The hooks arent on yet cus i have to buy them sometime soon so i can wear em. what do u guys think of this style?


----------



## medusalox (Mar 19, 2007)

AWwww! those are adorable!


----------



## Kimberleigh (Mar 19, 2007)

Those are so cute!  How did you make those??


----------



## spectrolite (Mar 19, 2007)

Eeeeee those are cuuuutey! 
	

	
	
		
		

		
		
	


	




 Looking at them makes me feel happy.


----------



## jenii (Mar 20, 2007)

So cute!! Kinda makes me wish I had pierced ears, but my hair's so thick you can never see my ears anyway. XD


----------



## MzEmo (Mar 20, 2007)

Quote:

   Originally Posted by *Kimberleigh* 

 
_Those are so cute!  How did you make those??_

 
after looking at sites that sold those kind of earrings i saw they made it out of clay and i realized i had clay so then i made it. you just form it to look however you want. whether its chocolate cake cupcake or cookies or what not you can make it out of clay


----------



## MxAxC-_ATTACK (Mar 20, 2007)

Its Modeling Clay. which is different from the Clay you would use to make a pot with . (just to be more specific) 

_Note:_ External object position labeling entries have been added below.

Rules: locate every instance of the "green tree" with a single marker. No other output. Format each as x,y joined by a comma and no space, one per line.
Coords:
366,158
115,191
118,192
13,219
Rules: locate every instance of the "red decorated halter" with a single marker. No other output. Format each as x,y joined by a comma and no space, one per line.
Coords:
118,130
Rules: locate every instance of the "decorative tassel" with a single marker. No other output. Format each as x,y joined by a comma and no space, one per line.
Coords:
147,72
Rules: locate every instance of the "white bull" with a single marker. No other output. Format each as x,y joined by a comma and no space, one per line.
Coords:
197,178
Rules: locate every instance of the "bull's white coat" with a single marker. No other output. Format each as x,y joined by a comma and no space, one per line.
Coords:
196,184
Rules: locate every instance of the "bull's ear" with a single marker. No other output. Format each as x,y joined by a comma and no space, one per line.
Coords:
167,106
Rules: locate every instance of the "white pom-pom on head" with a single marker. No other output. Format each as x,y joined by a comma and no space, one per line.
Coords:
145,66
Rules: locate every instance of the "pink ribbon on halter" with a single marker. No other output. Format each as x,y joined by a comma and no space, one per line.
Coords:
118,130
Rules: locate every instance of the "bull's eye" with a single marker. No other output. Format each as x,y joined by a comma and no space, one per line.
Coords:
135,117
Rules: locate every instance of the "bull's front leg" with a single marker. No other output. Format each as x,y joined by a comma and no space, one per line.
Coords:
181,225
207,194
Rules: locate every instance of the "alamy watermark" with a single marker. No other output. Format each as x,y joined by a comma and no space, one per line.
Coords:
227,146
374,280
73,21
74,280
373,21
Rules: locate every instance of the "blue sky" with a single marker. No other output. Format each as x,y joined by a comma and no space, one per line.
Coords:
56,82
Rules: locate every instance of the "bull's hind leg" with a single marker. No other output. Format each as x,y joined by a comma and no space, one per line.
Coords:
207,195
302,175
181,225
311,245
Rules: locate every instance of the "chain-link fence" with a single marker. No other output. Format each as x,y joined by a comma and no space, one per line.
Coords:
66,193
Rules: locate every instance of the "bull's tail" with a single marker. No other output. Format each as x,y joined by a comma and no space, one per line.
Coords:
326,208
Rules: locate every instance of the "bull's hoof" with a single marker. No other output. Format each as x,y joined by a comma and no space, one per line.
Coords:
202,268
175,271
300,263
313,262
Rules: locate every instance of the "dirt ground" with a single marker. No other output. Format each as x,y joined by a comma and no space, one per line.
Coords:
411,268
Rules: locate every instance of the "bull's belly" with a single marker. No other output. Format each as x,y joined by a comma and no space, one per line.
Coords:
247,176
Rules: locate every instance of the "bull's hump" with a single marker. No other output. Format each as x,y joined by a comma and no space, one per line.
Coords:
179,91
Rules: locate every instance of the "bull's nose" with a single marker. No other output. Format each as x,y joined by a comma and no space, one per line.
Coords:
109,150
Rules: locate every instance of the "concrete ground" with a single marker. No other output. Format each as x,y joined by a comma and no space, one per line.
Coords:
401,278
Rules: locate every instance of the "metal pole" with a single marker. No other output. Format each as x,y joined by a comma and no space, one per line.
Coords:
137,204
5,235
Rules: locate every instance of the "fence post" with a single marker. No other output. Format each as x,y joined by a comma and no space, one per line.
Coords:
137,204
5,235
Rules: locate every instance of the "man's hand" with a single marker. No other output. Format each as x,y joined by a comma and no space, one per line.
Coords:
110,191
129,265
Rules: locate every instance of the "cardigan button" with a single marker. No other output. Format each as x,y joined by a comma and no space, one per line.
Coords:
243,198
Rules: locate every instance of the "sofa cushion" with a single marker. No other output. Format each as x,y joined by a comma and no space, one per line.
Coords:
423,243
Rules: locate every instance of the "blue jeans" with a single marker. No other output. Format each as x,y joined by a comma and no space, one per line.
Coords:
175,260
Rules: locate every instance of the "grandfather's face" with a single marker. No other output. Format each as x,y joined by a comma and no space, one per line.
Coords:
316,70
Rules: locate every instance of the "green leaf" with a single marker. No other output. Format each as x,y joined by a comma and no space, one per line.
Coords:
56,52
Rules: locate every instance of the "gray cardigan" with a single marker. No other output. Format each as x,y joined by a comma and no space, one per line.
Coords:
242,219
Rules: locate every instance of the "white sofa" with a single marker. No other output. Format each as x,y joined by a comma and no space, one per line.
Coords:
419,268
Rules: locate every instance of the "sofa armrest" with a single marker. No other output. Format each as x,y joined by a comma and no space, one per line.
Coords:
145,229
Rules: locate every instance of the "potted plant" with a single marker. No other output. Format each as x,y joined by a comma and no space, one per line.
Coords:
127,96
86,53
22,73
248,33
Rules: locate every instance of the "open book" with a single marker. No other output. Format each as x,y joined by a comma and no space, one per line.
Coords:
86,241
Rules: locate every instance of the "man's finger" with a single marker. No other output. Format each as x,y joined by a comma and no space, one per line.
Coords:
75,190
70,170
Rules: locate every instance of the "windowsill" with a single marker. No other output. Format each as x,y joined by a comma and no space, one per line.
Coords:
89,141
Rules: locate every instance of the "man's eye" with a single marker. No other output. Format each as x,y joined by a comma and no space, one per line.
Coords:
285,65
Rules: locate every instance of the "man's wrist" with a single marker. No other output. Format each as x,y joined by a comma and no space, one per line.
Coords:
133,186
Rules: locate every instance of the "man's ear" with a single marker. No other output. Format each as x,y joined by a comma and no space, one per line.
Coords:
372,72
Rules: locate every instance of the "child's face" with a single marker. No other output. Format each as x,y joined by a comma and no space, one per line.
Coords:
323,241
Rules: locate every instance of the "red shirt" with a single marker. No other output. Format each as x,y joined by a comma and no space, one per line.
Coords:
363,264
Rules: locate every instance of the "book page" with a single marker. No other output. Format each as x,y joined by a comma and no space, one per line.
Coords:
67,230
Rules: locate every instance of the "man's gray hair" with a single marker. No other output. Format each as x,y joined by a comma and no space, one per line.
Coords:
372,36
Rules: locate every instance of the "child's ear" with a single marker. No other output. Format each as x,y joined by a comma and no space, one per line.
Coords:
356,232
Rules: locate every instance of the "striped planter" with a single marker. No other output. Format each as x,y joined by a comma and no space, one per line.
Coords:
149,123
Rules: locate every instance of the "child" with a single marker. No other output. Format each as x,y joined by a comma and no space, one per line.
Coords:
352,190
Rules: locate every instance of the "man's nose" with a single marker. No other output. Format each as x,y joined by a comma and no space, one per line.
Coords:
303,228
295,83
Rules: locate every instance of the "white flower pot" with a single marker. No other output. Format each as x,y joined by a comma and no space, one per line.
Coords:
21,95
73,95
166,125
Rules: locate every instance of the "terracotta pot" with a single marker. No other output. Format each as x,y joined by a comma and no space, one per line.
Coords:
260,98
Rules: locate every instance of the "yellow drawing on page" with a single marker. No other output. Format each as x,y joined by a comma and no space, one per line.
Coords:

They are very cute! I wouldn't wear them as earrings but they would make Fantastic little pendants for necklaces or bracelets!


----------



## prinzessin784 (Mar 20, 2007)

omg I love those!  they are so cute!!


----------



## sharyn (Apr 10, 2007)

woooooooooooooah I likes!!! thanks so much for sharing!!!!


----------



## enraptured (Apr 11, 2007)

Aw, those are really cute! I'd love to see them on. 
	

	
	
		
		

		
		
	


	




 I actually have always liked that cutesy style of jewelry. Maybe you could open your own online shop, eh?


----------



## HayleyVengeance (Apr 11, 2007)

super cute!


----------



## kimmy (Apr 15, 2007)

they're very harajuku! very cuuute.


----------



## franimal (Apr 15, 2007)

those are too adorable. you should start selling those. i cant tell with the size but it seems like theyd be kinda heavy on ur ears.


----------



## mandi (Apr 16, 2007)

Those are adorable! Great job!!


----------



## cyens (Apr 19, 2007)

yours are actually much cuter!


----------



## pearl (Apr 23, 2007)

Those are adorable! I don't think I could personally pull them off though.  O~O
When I saw the title of the thread I was thinking kinky and edible, LOL


----------



## whiteflorals (May 6, 2007)

They do look yummy!


----------



## kaliraksha (May 9, 2007)

Those are adorable... they would be so funky and cute on a bright pink long cardigan replacing the buttons with different candies--- ooh imagine candy corn!


----------



## Willa (May 10, 2007)

Wow!!!
Thank you sooooo much for posting this
Its actually my earrings style
I love it!


----------



## Hilly (May 10, 2007)

so fun!


----------



## MACisME (May 10, 2007)

ahah this is cute..


----------